Since launching his nascent presidential campaign in November, Michael Bloomberg has mostly concentrated his massive, multi-million-dollar juggernaut on attacking President Trump and his record, rather than his Democratic primary rivals.
But on Monday, one day after Vermont Sen. Bernie Sanders accused the three-time New York City mayor of trying to buy the presidential election, Bloomberg launched a new ad tearing into supporters of the self-avowed democratic socialist.
The 53-second ad highlighted critical messages and memes that Sanders' supporters have shared online, as well as insults that they've lobbed at other presidential candidates.
"Yes, Pete has always been a demonic rat," one tweet reads, including a photograph of Pete Buttigieg, the former South Bend, Indiana mayor.
"Libs who are flirting with Bloomberg now should be aware that they are going on lists," another tweet reads. "Next time they pretend to care about racism or sexual harassment or really anything other than money and power, we will remember what they are were doing right now and we will remind everyone."
The last tweet in question is from Feb. 14, the same week that Bloomberg came under fire for two separate resurfaced audio clips that revealed the 77-year-old billionaire defending "stop and frisk," the controversial policing strategy that disproportionately targeted men of color, and blaming the end of "redlining," a discriminatory policy that cut off certain neighborhoods and potential homebuyers from mortgage lending opportunities for the financial crisis.
Bloomberg’s ad features Sanders touting the importance of civil discourse -- "It is vitally important for those of us who hold different views to be able to engage in a civil discourse," he said -- before cutting to an all-black screen: "Really?
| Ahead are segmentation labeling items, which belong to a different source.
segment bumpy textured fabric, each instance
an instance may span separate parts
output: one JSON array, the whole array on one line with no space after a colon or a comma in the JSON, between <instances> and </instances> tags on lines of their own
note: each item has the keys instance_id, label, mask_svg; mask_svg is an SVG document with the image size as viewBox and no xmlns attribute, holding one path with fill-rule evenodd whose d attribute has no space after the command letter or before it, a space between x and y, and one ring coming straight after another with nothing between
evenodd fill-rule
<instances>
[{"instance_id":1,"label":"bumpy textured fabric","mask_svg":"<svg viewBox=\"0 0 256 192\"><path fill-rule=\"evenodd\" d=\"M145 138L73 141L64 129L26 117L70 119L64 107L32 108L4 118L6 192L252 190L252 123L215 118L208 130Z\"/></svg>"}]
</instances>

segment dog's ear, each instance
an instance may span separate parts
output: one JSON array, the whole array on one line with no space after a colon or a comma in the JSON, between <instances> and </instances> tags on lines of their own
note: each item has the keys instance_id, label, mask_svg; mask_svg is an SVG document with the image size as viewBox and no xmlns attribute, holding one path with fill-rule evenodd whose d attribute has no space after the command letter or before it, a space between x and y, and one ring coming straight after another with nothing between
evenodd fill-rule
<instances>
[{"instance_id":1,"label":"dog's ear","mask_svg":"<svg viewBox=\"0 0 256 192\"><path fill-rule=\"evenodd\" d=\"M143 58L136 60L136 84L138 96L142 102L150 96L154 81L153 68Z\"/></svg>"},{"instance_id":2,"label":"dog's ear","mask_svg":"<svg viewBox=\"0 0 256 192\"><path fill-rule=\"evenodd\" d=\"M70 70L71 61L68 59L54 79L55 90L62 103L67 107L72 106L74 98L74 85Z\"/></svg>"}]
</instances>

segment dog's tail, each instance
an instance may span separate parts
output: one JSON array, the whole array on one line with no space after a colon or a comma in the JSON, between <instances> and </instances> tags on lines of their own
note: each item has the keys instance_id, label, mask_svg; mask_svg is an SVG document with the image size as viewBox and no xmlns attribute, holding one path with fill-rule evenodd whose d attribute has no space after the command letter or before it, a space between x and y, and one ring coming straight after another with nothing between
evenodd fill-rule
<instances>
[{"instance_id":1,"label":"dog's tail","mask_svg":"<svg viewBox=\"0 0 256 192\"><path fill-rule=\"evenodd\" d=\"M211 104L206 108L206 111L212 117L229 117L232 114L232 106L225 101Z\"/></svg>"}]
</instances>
Really."
The loyalty that Sanders commands has transformed his anti-establishment campaign into a fundraising powerhouse, boosting him to first place nationally in an average of polls published by RealClearPolitics on the heels of his victory in New Hampshire and tie with Pete Buttigieg in Iowa. Those same polls show Bloomberg in third.
But Sanders has faced escalating criticism from rivals for his support base; during his first presidential run in 2015, his followers were notoriously dubbed "Bernie Bros" in an article by Robinson Meyer that ran in The Atlantic. Meyer has since said he regrets coining the term, which he felt suffered from "semantic drift."
According to a recent analysis from the Center for Responsive Politics, a nonprofit, nonpartisan group that tracks money in elections, Sanders has raised the most money from women since he announced his presidential campaign, with at least 40 percent of his funds stemming from women.
Bloomberg could appear on the debate stage for the first time this week, after the Democratic National Committee changed its qualifying rules to drop the requirement that a candidate must ascertain a certain number of unique donors, prompting complaints from his 2020 rivals.